May God himself, the God of peace, sanctify you through and through. May your whole spirit, soul and body be kept blameless at the coming of our Lord Jesus Christ. The one who calls you is faithful and he will do it.

When Jesus returns, two great things will happen for the believer:

A. Our character will be revealed.

B. Our perfection will be complete.

We are so far from this now. We seem to make such slow progress. Do you ever get discouraged about your own life? I do. Do you ever stand in front of a mirror and say “What’s wrong with you? Why aren’t you getting better?” Sometimes it seems as if the Christian life is three steps forward and two steps back.

I’m aware that spiritual growth can be very discouraging at times. It’s like climbing Mount Everest, the closer you get to the top, the farther away it seems. But God has a reason for all this. He wants us to depend on him for everything. He designed life so that it works only when he is in total charge of everything. When we try to run the show—which we often do—things begin to fall apart.

“The one who calls you is faithful.” This little phrase is all-important. It is the foundation for the doctrine of eternal security. We like to say that those who are saved are saved forever. How do we know this is true? We know it because God is faithful to keep his promises. Our entire hope—both in this life and in the life to come—rests on the faithfulness of God. His faithfulness bears the entire weight of our puny efforts.

What makes us think that God will ever finish the job? In my mind’s eye, I picture God as a sculptor working with a rough piece of marble. He’s working on a big chunk named “Ray Pritchard.” It’s a hard job because the chunk is badly marred, misshapen, discolored, and cracked in odd places. It’s about the worst piece of marble a sculptor could ever find. But God is undeterred and he’s working patiently at his job, chipping away the bad parts, chiseling an image into the hard stone, stopping occasionally to polish here and there. One day he finally finishes one section of the statue. The next morning when he returns to the studio that section is messed up. “I thought I finished that yesterday,” he says, “Who’s been messing with my statue?” With a guilty grin, I raise my hand. It turns out that I’m the culprit. I’m my own worst enemy. What I thought would improve things has only messed them up. But God is faithful. He patiently picks up his chisel and goes back to work. He won’t quit half-way through a project.

He Will Do It

Note the last four words of verse 24: “He will do it.” They are simple and direct. No qualification, no hesitation, no doubt of any kind. Just four simple words: He will do it. Not “He may do it” or “He might do it” or “He could do it” or “He will do it if he feels like it.” Not even “He will do it if we do our part.” Just a simple declarative statement that God will do it. Unqualified by even the slightest reference to anything on our part. When it’s all said and done, what matters is not my strong hold on God, but his strong hold on me.

Sometimes when I ask someone, How are you? the reply comes, “I’m doing all right.” That’s a conversational nicety, but it’s not accurate. If the truth be told, we’re not “all right.” Some of us feel “all right” and most of us feel “partly right and partly wrong.” But none of us are completely “all right” in every area of life. For the moment, we’re not “all right” but by God’s grace we’re moving in that direction and in the end, all God’s children are going to be “all right’ when we stand in his presence.

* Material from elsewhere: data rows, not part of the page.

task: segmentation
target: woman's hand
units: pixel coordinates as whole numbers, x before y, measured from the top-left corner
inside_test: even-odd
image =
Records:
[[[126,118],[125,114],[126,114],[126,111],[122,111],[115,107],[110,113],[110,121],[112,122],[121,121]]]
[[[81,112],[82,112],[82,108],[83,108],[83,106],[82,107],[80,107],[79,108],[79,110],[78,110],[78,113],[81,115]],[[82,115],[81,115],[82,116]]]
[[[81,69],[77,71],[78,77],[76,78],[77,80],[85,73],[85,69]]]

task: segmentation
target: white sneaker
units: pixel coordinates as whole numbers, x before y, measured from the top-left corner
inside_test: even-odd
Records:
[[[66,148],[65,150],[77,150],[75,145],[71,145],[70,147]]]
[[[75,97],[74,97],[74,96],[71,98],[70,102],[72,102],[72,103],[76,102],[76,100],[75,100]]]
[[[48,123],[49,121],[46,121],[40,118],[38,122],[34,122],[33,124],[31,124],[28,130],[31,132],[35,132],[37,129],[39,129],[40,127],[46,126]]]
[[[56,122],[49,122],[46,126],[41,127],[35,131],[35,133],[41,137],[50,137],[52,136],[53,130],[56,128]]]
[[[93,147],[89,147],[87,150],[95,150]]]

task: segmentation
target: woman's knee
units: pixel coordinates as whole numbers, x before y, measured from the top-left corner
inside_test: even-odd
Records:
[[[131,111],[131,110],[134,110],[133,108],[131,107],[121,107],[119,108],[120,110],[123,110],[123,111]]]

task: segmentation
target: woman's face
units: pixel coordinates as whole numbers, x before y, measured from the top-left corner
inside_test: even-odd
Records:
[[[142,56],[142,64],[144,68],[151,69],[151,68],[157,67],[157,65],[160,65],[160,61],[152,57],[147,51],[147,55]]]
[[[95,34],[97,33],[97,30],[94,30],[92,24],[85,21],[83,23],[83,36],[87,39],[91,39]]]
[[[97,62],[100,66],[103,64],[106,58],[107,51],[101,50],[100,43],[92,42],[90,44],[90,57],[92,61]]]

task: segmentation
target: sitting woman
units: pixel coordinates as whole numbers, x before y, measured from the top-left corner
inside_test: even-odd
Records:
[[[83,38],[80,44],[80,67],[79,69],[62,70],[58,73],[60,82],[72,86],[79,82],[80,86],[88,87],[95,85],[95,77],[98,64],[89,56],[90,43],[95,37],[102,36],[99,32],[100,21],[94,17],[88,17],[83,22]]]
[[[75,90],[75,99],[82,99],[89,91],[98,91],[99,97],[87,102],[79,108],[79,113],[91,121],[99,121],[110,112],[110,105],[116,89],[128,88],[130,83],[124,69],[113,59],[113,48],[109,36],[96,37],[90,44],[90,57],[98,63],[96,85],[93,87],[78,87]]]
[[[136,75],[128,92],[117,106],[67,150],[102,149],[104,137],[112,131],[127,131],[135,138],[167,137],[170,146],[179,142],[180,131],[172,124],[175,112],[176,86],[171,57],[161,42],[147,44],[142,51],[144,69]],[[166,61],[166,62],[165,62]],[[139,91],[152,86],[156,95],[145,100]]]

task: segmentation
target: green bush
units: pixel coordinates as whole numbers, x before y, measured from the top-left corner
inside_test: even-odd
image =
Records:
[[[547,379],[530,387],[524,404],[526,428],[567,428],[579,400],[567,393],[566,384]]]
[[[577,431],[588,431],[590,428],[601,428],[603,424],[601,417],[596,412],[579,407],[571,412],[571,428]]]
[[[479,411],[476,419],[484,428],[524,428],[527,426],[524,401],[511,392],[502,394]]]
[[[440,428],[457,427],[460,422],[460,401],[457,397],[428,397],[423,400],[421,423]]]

In that day we will be whole and complete. Perfect, pure, perfected. No more hammering, no more sawing, no more finish work. Why? Because God finishes what he starts.

Place Yourself in God’s Hands

We may chafe, doubt and despair of any progress at all. We may be angry and give up. But God does not change. He is faithful and he will do it.

What is left for us? Simply to place ourselves in God’s hands. To cooperate with the Master Designer as he shapes us into the image of Jesus. To say, “Lord, here am I. Make me what you want me to be.”

Take heart. God is at work in your life. He will not stop until the job is done.